On New Year’s Day, itself, they will eat Osechi which is the traditional food of New Year’s Day. Osechi actually comprises several different types of food all of which are very organic and healthy. It is served in a three-layered box where each level looks somewhat like a bento box. Like many Japanese foods, Osechi is meticulously arranged and presented. Each item of food symbolizes a particular virtue that you are hoping for in the New Year. Unfortunately, I don’t know anything more about the meaning or history of Osechi, but I can tell you that it’s very nice and one of the best Japanese dishes I’ve had.

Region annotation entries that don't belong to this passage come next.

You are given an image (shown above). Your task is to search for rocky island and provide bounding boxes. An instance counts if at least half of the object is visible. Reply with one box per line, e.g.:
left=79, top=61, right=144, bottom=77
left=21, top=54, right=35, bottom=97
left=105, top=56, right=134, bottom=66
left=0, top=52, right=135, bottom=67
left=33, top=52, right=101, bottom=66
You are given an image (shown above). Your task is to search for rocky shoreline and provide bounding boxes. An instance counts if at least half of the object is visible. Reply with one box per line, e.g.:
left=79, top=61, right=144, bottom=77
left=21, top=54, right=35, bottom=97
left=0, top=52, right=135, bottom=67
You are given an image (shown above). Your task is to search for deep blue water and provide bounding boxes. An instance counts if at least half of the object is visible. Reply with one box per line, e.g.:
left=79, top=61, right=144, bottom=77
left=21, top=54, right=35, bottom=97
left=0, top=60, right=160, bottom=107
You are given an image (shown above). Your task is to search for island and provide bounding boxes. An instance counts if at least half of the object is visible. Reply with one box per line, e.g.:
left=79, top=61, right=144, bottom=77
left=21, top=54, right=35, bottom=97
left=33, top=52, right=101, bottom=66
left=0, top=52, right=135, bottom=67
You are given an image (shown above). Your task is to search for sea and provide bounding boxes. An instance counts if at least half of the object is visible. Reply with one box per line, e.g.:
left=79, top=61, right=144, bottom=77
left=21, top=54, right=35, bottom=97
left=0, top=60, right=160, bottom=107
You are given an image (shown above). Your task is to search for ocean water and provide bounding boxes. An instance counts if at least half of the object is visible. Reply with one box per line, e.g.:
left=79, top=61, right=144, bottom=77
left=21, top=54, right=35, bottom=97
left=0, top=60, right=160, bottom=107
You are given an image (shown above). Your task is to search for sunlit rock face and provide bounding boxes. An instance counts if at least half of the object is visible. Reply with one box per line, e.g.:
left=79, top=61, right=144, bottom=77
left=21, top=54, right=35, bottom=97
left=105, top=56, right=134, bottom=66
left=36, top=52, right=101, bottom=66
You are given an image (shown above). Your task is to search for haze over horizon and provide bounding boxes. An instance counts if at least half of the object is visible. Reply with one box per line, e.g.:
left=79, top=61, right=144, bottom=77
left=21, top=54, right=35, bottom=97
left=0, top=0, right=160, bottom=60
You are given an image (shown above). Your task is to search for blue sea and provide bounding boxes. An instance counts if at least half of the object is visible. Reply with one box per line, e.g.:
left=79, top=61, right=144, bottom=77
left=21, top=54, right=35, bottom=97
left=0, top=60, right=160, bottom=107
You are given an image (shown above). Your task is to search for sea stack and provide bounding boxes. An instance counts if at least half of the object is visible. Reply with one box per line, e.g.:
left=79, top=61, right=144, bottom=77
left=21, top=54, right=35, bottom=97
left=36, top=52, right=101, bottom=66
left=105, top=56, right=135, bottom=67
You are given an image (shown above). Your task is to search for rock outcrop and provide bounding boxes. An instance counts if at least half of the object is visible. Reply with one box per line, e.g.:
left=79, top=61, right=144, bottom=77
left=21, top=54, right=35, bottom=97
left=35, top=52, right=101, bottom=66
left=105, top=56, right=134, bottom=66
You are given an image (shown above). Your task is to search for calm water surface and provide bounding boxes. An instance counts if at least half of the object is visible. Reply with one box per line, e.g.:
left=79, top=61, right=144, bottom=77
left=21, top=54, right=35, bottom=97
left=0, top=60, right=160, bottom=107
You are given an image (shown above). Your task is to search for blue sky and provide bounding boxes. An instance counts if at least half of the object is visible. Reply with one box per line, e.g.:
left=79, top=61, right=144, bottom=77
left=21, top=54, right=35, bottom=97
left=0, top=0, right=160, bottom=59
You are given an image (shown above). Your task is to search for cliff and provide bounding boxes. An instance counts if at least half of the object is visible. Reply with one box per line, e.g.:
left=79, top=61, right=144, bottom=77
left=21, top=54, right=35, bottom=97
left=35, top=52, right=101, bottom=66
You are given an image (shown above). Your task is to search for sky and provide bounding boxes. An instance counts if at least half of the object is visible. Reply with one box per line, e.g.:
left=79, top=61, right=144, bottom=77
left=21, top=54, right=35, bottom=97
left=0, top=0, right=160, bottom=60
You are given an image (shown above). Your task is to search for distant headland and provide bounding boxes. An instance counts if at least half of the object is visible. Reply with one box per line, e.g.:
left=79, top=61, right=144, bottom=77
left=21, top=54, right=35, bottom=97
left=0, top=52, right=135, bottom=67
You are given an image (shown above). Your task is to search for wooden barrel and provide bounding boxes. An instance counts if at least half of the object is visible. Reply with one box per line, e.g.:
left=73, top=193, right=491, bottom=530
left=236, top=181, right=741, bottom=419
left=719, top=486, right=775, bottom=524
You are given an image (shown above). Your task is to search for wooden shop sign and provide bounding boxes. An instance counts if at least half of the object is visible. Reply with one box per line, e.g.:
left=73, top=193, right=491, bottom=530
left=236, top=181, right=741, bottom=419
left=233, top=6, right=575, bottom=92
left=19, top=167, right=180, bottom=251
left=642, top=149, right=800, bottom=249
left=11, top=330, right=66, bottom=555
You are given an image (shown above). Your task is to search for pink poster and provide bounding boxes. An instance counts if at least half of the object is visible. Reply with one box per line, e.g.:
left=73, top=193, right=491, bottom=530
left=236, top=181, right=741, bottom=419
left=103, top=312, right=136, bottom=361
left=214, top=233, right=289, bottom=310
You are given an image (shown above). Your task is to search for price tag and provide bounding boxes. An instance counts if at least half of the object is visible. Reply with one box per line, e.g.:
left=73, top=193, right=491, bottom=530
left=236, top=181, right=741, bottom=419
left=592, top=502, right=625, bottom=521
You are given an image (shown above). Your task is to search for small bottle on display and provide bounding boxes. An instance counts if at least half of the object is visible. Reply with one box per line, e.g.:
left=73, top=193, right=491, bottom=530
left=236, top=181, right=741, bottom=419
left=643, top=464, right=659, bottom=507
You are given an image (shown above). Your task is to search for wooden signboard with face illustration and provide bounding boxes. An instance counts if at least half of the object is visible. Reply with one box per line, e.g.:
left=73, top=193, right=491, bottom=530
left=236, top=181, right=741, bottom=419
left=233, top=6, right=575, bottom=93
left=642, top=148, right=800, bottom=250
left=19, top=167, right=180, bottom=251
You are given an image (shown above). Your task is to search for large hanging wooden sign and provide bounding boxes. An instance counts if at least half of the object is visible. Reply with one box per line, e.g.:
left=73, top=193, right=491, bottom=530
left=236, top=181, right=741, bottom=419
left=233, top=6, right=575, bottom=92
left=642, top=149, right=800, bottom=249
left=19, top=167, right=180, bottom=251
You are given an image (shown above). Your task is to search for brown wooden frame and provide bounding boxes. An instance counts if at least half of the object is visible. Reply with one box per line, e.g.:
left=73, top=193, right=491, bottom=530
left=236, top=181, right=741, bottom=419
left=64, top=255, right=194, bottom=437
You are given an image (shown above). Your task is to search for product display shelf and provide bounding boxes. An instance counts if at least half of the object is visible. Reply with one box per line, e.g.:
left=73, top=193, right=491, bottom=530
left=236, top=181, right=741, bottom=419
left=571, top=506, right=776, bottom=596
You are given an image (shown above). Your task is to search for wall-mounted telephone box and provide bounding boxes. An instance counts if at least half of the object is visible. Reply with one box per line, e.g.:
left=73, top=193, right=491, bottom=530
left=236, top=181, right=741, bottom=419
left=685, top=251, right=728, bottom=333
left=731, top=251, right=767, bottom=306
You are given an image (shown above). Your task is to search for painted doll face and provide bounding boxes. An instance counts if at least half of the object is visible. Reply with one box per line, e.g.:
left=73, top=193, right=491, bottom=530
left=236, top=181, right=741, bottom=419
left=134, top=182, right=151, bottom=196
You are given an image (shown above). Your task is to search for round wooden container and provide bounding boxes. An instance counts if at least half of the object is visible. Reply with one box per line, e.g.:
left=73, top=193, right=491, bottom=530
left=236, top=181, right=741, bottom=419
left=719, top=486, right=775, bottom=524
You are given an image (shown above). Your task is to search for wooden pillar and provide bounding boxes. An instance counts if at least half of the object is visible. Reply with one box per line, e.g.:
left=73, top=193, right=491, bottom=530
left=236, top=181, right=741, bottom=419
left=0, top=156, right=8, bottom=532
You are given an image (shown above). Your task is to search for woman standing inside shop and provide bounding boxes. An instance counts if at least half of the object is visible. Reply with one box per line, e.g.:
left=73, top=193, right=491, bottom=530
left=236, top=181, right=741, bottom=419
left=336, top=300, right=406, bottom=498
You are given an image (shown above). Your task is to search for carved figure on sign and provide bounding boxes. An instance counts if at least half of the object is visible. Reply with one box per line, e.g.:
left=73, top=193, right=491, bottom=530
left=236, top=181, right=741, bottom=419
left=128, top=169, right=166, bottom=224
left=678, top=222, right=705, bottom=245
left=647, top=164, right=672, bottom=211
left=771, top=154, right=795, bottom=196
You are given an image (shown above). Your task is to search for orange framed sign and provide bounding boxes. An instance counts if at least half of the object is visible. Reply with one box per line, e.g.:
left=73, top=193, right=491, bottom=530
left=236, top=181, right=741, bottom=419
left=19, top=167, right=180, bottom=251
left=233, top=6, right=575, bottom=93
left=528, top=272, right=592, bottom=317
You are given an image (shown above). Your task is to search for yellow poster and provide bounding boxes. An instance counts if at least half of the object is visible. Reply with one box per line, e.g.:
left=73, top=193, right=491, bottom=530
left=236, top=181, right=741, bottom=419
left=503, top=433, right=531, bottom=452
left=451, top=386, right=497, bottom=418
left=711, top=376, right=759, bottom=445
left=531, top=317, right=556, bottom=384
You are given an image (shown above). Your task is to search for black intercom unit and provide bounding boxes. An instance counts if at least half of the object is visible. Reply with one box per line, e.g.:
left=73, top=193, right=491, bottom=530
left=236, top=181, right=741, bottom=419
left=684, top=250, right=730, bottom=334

Zōjō-ji post balloon release. |
So did I partake in the traditional Japanese New Year? To an extent, yes. Although I didn’t eat any toshikoshi soba, I visited Zōjō-ji at midnight which is the most popular shrine in Tokyo for seeing in the New Year (very crowded!). At midnight, people release helium balloons carrying a piece of paper containing a wish for the New Year. Hundreds were released at Zōjō-ji. On New Year’s Day, I ate some wonderful Osechi prepared by the family of one of my Japanese friends. All in all, much better than spending the day with a hangover!
In closing, wherever you may be, thank you for visiting this blog in 2011 and I hope that you continue to drop by in 2012. Happy New Year and all the best for 2012!
Our Man in Japan.
The ascent of many transparent balloons containing prayers actually made the SBS' New Year's Day news here in Australia; sort of as a counterpoint to fireworks. Come to think of it, being neighbours with China-is there no day in Japan for explosions with a purpose?
ReplyDeleteThank you for your comment, JDS. I didn't hear or see any New Year's fireworks in Tokyo. Fireworks displays are often held in Summer in Tokyo. I think it would clash with the peaceful nature of New Year to go about exploding things. Interestingly, the Japanese word for firework, which is hanabi (花火), literally means "flower fire."